Over the past several years, Memorial Sloan-Kettering Cancer Center (MSKCC) has implemented formal policies to strengthen the oversight of our human subjects research programs. The policies are detailed and specific with the intent of ensuring the protection of human subjects participating in our diverse and voluminous clinical research program. Through the implementation and monitoring of the new policies, we have determined that the procedures outlined do not always apply directly to the active protocols in our diverse clinical research program. The area of greatest concern is non-therapeutic (e.g., behavioral, epidemiologic, etc.) clinical research and therefore that will be the focus of this RFA application. Social science and behavioral researchers are forced to comply with the existing and enhanced regulatory requirements for human subjects research; however the regulations are modeled after standard biomedical clinical trials research. The non-therapeutic clinical investigators at MSKCC have identified several areas within our new policies that do not appropriately address their specific types of research (e.g., surveys, control-subjects, etc.) and, in some cases, adds an extra layer of reporting that is not relevant (e.g., reporting a breast cancer death as an adverse event to a behavioral intervention trial) to their research objective.

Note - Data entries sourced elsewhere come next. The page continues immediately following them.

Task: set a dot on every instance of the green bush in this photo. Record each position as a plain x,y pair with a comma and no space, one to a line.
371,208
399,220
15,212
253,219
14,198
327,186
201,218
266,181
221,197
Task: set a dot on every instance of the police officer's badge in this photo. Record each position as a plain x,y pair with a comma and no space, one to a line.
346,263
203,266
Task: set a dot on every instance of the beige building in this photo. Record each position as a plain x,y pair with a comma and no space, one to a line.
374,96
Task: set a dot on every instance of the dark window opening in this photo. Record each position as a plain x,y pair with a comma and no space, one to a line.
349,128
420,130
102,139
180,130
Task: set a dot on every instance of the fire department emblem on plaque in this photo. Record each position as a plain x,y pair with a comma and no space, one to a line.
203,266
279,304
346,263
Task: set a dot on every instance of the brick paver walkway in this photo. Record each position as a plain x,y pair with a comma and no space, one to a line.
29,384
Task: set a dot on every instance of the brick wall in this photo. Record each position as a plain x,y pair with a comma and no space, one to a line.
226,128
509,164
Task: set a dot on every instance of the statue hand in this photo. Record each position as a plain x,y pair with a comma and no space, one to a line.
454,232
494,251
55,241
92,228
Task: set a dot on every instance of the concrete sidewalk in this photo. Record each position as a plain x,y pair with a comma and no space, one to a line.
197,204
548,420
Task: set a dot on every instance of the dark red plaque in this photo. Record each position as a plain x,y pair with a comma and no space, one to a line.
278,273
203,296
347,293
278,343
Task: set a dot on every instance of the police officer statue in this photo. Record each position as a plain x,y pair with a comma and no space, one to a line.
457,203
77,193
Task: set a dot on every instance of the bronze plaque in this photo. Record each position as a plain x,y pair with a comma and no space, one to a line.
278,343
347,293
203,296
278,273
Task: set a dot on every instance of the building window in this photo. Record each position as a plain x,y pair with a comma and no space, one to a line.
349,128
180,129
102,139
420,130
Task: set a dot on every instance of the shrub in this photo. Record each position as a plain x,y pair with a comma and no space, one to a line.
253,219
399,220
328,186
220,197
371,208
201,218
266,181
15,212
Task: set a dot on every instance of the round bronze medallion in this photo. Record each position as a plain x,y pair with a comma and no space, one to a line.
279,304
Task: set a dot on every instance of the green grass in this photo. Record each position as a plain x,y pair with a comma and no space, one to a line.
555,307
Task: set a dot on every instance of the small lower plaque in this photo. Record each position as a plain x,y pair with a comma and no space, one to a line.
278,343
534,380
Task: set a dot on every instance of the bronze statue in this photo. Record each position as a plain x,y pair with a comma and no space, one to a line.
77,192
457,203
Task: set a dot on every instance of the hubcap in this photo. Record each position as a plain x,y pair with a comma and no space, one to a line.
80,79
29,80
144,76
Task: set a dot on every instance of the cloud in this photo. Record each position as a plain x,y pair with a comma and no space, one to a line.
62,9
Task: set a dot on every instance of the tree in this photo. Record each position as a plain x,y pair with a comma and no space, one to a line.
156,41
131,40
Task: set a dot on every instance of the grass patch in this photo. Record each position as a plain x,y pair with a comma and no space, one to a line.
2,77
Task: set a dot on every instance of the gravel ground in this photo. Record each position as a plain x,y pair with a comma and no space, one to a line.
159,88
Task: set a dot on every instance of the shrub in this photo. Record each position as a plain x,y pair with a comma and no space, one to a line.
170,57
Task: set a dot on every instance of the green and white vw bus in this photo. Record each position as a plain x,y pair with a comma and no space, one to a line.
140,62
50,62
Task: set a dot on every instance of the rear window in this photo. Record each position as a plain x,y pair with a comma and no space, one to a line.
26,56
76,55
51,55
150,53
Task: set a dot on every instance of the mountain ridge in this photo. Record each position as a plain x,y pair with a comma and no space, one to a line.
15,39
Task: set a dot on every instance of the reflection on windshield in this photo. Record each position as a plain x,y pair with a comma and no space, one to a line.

It is our opinion, that there are four areas that are critical to the concerns of human subjects research and deserve further evaluation to enhance and strengthen the oversight of MSKCC's clinical research programs. The four areas of focus are: Informed Consent Process and Document, Third Party Rights, Data and Safety Monitoring, and Subject Participation in Clinical Research. MSKCC will use the resources provided by this application to evaluate the existing procedures for human subjects protection in non-therapeutic clinical research, and establish new policies and procedures to address the issues outlined in the application while improving the overall protection of the human subjects participants and producing the highest quality clinical research.